Examples: Greek yogurt + berries, cottage cheese + pineapple, hummus + veg, apple + nut butter, turkey roll-ups.
▫ Tier 3 (Freezer): Back-up fuel.
Examples: homemade egg muffins, smoothie packs, energy bites.
Set your snack rules:
▫ Aim for P+F+F: Protein + Fiber + Fat for steady energy.
▫ Keep added sugar low (ideally ≤8–10g).
▫ Portion in pairs (two small items > one giant swingy option).
Make it visible:
▫ Clear bins labeled “grab & go.”
▫ One travel kit always packed! I use a medium Stasher silicone bag.
▫ Keep a mini stash in your car, gym bag, and carry-on.
Your Travel Snack Kit :
Protein: jerky, tuna packets (no drain), roasted edamame, protein bars
Fiber/Crunch: apples, carrots, snap peas, roasted chickpeas
Healthy fats: nut/seed mix, single-serve olives, nut butter packets
Hydration helpers: electrolyte packets, herbal tea
Treats: dark chocolate squares, Lara Bars
Airport/Hotel Survival Tactics:
I always pack snacks in my carry on bag (just ask anyone who has ever traveled with me, haha)
Scout first: Grab yogurt, fruit, nuts, and hard-boiled eggs at airport kiosks.
Hotel mini-fridge: Stock yogurt, mini meat and cheese packs, berries, hummus, pre-cut veg, and sparkling water.
Breakfast buffet: Build plates around eggs, plain yogurt, fruit, and nuts; skip the pastry parade or share one with a friend.
Timing: Snack Smarter, Not More:
Use “H-A-L-T” cues: Hungry, Angry, Low-energy, Time-crunched.
Ideal window: When your last meal was 3–4 hours ago or you feel focus fading.
Portion guide: 200–300 calories with P+F+F (e.g., apple + 2 tbsp nut butter + 1–2 dark chocolate squares).

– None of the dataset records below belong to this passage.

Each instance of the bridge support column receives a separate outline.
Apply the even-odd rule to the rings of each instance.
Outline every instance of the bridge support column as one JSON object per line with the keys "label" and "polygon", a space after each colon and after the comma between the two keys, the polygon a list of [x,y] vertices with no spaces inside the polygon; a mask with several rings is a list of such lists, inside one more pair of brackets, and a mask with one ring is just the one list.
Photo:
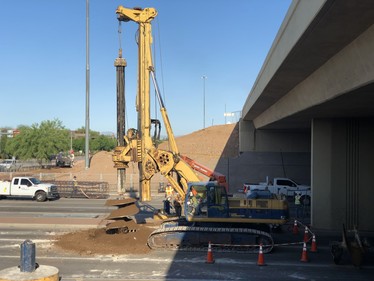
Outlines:
{"label": "bridge support column", "polygon": [[312,122],[312,225],[374,228],[374,118]]}

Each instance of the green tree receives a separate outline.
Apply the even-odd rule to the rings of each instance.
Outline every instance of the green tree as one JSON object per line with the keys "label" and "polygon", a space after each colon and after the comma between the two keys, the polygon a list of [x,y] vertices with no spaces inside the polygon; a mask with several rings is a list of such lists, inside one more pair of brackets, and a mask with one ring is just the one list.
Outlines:
{"label": "green tree", "polygon": [[[75,130],[75,133],[77,134],[86,134],[86,128],[82,126],[81,128],[78,128]],[[105,149],[96,149],[98,147],[101,147],[100,141],[95,141],[96,139],[100,139],[101,135],[100,132],[92,131],[90,130],[90,140],[89,140],[89,147],[91,151],[95,150],[105,150]],[[85,137],[79,137],[73,140],[73,149],[74,151],[83,151],[86,150],[86,139]]]}
{"label": "green tree", "polygon": [[99,135],[98,137],[92,140],[91,149],[93,151],[110,151],[116,147],[116,144],[116,139],[109,136]]}
{"label": "green tree", "polygon": [[0,158],[8,158],[8,154],[5,152],[6,143],[8,136],[6,134],[0,136]]}
{"label": "green tree", "polygon": [[86,140],[85,138],[73,139],[73,150],[74,151],[85,151]]}
{"label": "green tree", "polygon": [[41,164],[50,155],[66,151],[70,133],[58,119],[19,128],[20,134],[7,141],[6,152],[19,159],[37,159]]}
{"label": "green tree", "polygon": [[[79,129],[76,129],[75,132],[79,133],[79,134],[85,134],[86,133],[86,128],[83,126]],[[99,136],[100,136],[100,132],[90,130],[90,138],[91,139],[97,138]]]}

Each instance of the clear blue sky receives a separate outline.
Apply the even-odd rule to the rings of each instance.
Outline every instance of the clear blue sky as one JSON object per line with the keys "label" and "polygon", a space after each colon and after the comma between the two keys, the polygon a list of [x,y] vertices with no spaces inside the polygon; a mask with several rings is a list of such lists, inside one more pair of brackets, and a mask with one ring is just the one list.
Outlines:
{"label": "clear blue sky", "polygon": [[[291,0],[89,3],[90,129],[116,132],[117,6],[154,7],[154,63],[178,136],[203,128],[203,75],[205,126],[238,121],[224,113],[242,110]],[[55,118],[71,130],[84,126],[86,0],[3,0],[0,26],[0,127]],[[127,128],[137,122],[136,28],[122,23]]]}

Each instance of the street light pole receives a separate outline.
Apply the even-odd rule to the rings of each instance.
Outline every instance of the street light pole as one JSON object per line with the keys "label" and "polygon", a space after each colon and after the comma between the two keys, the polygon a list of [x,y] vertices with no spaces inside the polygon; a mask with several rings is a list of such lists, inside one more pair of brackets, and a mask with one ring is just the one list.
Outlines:
{"label": "street light pole", "polygon": [[204,129],[205,129],[205,80],[207,79],[208,77],[206,77],[205,75],[201,76],[201,79],[203,79],[203,125],[204,125]]}
{"label": "street light pole", "polygon": [[90,167],[90,43],[89,43],[89,0],[86,0],[86,139],[85,163],[86,170]]}

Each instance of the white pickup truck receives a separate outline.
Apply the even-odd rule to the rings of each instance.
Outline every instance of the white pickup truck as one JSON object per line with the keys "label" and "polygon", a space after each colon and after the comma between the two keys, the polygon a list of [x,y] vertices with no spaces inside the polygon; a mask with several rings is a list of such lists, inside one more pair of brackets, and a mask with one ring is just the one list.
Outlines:
{"label": "white pickup truck", "polygon": [[269,190],[271,193],[284,195],[288,198],[293,198],[296,193],[299,193],[301,195],[301,204],[310,204],[310,186],[300,185],[288,178],[274,178],[272,182],[267,178],[266,182],[260,182],[259,184],[245,183],[243,185],[244,193],[253,192],[255,190]]}
{"label": "white pickup truck", "polygon": [[59,197],[57,186],[42,183],[32,177],[14,177],[12,181],[0,181],[0,197],[32,198],[38,202]]}

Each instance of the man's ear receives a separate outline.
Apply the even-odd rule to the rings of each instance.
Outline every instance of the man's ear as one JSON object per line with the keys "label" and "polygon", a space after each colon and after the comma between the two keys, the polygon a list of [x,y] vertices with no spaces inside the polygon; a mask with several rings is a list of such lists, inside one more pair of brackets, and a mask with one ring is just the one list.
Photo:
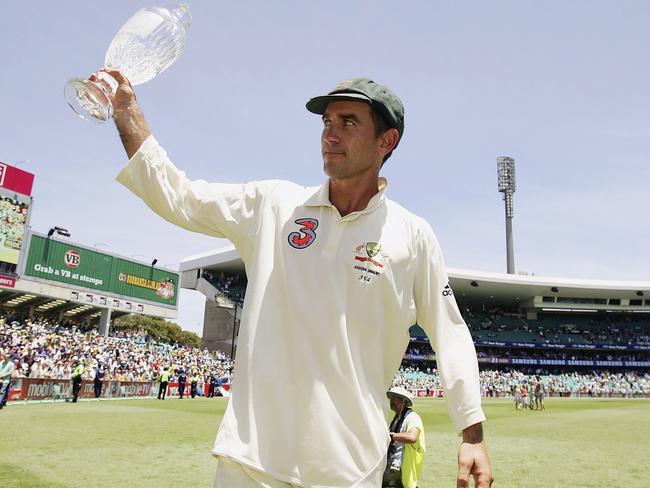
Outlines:
{"label": "man's ear", "polygon": [[385,156],[393,149],[395,149],[395,146],[397,146],[397,141],[399,140],[399,132],[397,132],[397,129],[388,129],[381,135],[380,139],[381,143],[379,147],[382,149],[382,152]]}

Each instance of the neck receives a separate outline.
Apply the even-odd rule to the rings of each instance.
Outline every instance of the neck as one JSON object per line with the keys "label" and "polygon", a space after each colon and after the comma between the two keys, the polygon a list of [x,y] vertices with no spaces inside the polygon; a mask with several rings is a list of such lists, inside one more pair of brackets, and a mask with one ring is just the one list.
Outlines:
{"label": "neck", "polygon": [[359,212],[368,206],[372,197],[379,193],[378,175],[360,180],[330,178],[329,198],[341,217]]}

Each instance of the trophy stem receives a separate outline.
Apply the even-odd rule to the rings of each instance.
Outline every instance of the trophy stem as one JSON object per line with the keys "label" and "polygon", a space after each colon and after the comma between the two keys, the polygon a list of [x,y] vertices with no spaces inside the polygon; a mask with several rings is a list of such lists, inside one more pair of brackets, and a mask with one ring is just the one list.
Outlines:
{"label": "trophy stem", "polygon": [[66,83],[63,94],[79,117],[102,123],[113,117],[109,95],[117,90],[117,81],[103,71],[97,77],[98,81],[73,78]]}

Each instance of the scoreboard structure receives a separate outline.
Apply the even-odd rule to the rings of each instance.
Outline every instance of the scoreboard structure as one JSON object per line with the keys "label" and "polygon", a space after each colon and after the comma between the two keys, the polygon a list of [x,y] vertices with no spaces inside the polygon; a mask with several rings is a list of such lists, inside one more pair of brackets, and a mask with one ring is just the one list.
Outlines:
{"label": "scoreboard structure", "polygon": [[13,287],[32,208],[34,175],[0,162],[0,286]]}

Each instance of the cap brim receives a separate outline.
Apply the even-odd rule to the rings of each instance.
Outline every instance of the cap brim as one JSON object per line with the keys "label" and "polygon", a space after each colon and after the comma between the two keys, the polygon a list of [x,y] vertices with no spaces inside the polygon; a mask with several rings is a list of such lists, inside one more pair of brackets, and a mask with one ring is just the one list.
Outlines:
{"label": "cap brim", "polygon": [[406,402],[408,402],[409,404],[413,405],[413,400],[411,400],[411,399],[410,399],[409,397],[407,397],[407,396],[404,396],[404,395],[402,395],[402,394],[400,394],[400,393],[395,393],[395,392],[393,392],[393,391],[387,391],[387,392],[386,392],[386,396],[387,396],[389,399],[390,399],[391,395],[396,396],[397,398],[401,398],[401,399],[405,400]]}
{"label": "cap brim", "polygon": [[355,102],[365,102],[372,105],[372,100],[361,93],[334,93],[331,95],[323,95],[321,97],[314,97],[310,99],[307,104],[307,110],[313,114],[323,115],[327,105],[330,102],[340,102],[341,100],[352,100]]}

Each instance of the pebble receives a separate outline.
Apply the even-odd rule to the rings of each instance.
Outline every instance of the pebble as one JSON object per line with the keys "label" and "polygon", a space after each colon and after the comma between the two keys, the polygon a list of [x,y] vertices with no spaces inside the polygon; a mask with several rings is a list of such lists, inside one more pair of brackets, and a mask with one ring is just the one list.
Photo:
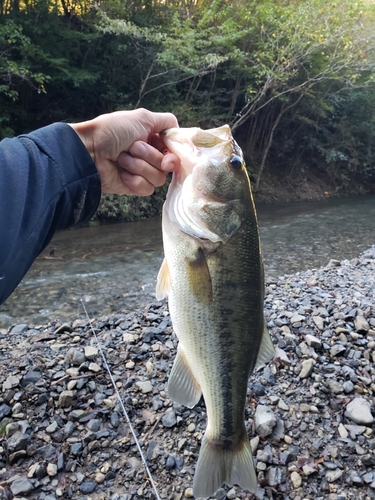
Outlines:
{"label": "pebble", "polygon": [[168,411],[165,413],[161,419],[161,422],[164,427],[173,427],[177,423],[177,416],[174,410]]}
{"label": "pebble", "polygon": [[57,465],[49,463],[47,465],[47,474],[49,476],[52,476],[52,477],[56,476],[56,474],[57,474]]}
{"label": "pebble", "polygon": [[85,358],[89,361],[95,359],[98,355],[98,348],[92,345],[85,346]]}
{"label": "pebble", "polygon": [[146,380],[144,382],[136,382],[135,386],[143,392],[143,394],[147,394],[149,392],[152,392],[152,384],[149,380]]}
{"label": "pebble", "polygon": [[255,411],[255,430],[260,436],[268,436],[272,434],[273,428],[276,425],[276,417],[271,408],[265,405],[258,404]]}
{"label": "pebble", "polygon": [[68,408],[73,403],[74,391],[63,391],[59,396],[59,406]]}
{"label": "pebble", "polygon": [[301,364],[302,368],[299,373],[300,378],[310,377],[314,369],[315,361],[313,359],[305,359]]}
{"label": "pebble", "polygon": [[290,475],[290,480],[291,480],[292,486],[295,490],[301,487],[302,477],[298,474],[298,472],[293,471]]}
{"label": "pebble", "polygon": [[34,485],[27,477],[19,477],[12,482],[10,489],[14,496],[27,495],[33,491]]}
{"label": "pebble", "polygon": [[356,424],[372,424],[374,417],[371,414],[371,403],[363,398],[354,398],[345,411],[345,416]]}
{"label": "pebble", "polygon": [[[265,317],[276,358],[250,377],[245,408],[258,499],[375,497],[374,290],[375,248],[355,265],[343,261],[268,281]],[[161,498],[193,498],[205,405],[190,409],[168,399],[177,339],[166,303],[130,306],[129,314],[124,304],[120,299],[122,310],[94,319],[93,327]],[[17,500],[153,498],[90,342],[86,319],[0,335],[0,497],[8,485]],[[16,480],[25,492],[12,492]],[[252,497],[222,485],[212,498],[225,496]]]}

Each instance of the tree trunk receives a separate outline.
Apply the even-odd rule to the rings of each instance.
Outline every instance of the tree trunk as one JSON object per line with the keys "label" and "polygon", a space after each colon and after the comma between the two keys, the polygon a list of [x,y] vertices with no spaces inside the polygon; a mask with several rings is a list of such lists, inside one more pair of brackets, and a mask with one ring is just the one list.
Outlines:
{"label": "tree trunk", "polygon": [[272,141],[273,141],[273,136],[275,135],[275,130],[281,120],[281,117],[283,116],[283,114],[288,111],[288,109],[292,108],[293,106],[295,106],[297,103],[299,103],[299,101],[302,99],[304,94],[300,94],[298,99],[296,101],[294,101],[292,104],[290,104],[289,106],[287,106],[286,108],[283,108],[281,107],[281,110],[280,110],[280,113],[278,114],[274,124],[272,125],[272,128],[271,128],[271,132],[270,132],[270,135],[268,137],[268,141],[267,141],[267,146],[264,150],[264,153],[263,153],[263,156],[262,156],[262,162],[260,164],[260,167],[259,167],[259,172],[258,172],[258,175],[257,175],[257,180],[256,180],[256,183],[255,183],[255,187],[254,187],[254,192],[257,192],[259,191],[259,183],[260,183],[260,179],[262,177],[262,174],[263,174],[263,170],[264,170],[264,167],[265,167],[265,164],[266,164],[266,159],[267,159],[267,156],[268,156],[268,152],[270,150],[270,147],[272,145]]}

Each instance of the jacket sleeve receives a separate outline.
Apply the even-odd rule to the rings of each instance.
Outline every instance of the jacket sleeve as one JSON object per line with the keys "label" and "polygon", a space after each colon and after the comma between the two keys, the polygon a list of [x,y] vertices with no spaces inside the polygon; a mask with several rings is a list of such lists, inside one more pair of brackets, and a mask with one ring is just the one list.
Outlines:
{"label": "jacket sleeve", "polygon": [[56,231],[90,219],[100,195],[95,164],[69,125],[0,142],[0,304]]}

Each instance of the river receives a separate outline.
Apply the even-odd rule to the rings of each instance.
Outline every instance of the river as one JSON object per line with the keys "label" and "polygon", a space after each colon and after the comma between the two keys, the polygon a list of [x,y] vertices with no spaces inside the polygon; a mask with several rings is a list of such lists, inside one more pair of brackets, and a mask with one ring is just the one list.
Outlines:
{"label": "river", "polygon": [[[375,244],[375,196],[259,205],[266,276],[351,259]],[[130,312],[155,300],[161,220],[60,232],[0,307],[0,328]]]}

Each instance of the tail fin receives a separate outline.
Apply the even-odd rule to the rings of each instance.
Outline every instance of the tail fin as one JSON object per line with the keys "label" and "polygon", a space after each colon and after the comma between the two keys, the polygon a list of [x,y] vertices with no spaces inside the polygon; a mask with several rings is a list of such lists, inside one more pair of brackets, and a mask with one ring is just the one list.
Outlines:
{"label": "tail fin", "polygon": [[206,436],[203,438],[193,482],[195,498],[214,495],[223,483],[228,486],[238,484],[244,490],[255,493],[257,477],[246,434],[245,439],[235,448],[225,448],[210,442]]}

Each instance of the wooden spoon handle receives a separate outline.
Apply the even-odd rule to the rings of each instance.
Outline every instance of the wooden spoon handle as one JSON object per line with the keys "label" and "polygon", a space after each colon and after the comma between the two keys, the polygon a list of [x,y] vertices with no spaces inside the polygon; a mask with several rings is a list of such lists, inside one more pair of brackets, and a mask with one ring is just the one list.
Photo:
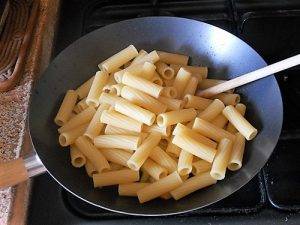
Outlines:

Snack Ideas That Actually Hit the Spot:
Almonds + dried cherries + 70% dark chocolate
Greek yogurt + chia + berries
Rice cakes + avocado + turkey
Hummus + bell peppers + a drizzle of olive oil
Cottage cheese + pineapple + hemp seeds
Roasted chickpeas + olives + clementines
Nut butter packet + banana
Mindset; Snacks Are Self-Respect:
Snacks aren’t a sign of weakness—they’re a sign you know yourself. Hunger happens. Life happens. Being prepared is how you keep your energy, mood, and choices aligned with your goals.
Make It Visible, Make It Easy:
An MVSC knows systems beat willpower. Label clear bins “Grab & Go.” Keep a mini stash in your purse, car, gym bag, and carry-on. Replace what you use immediately so you’re always travel-ready.
Make your kit today. Pick one protein, one fiber, one fat, and stash it where you’ll need it most. Bonus points if you label a bin “Most Valuable Snack Coordinator” and take a victory selfie—beanie optional, enthusiasm encouraged!
You’ve got this! Your arm thanks you in advance.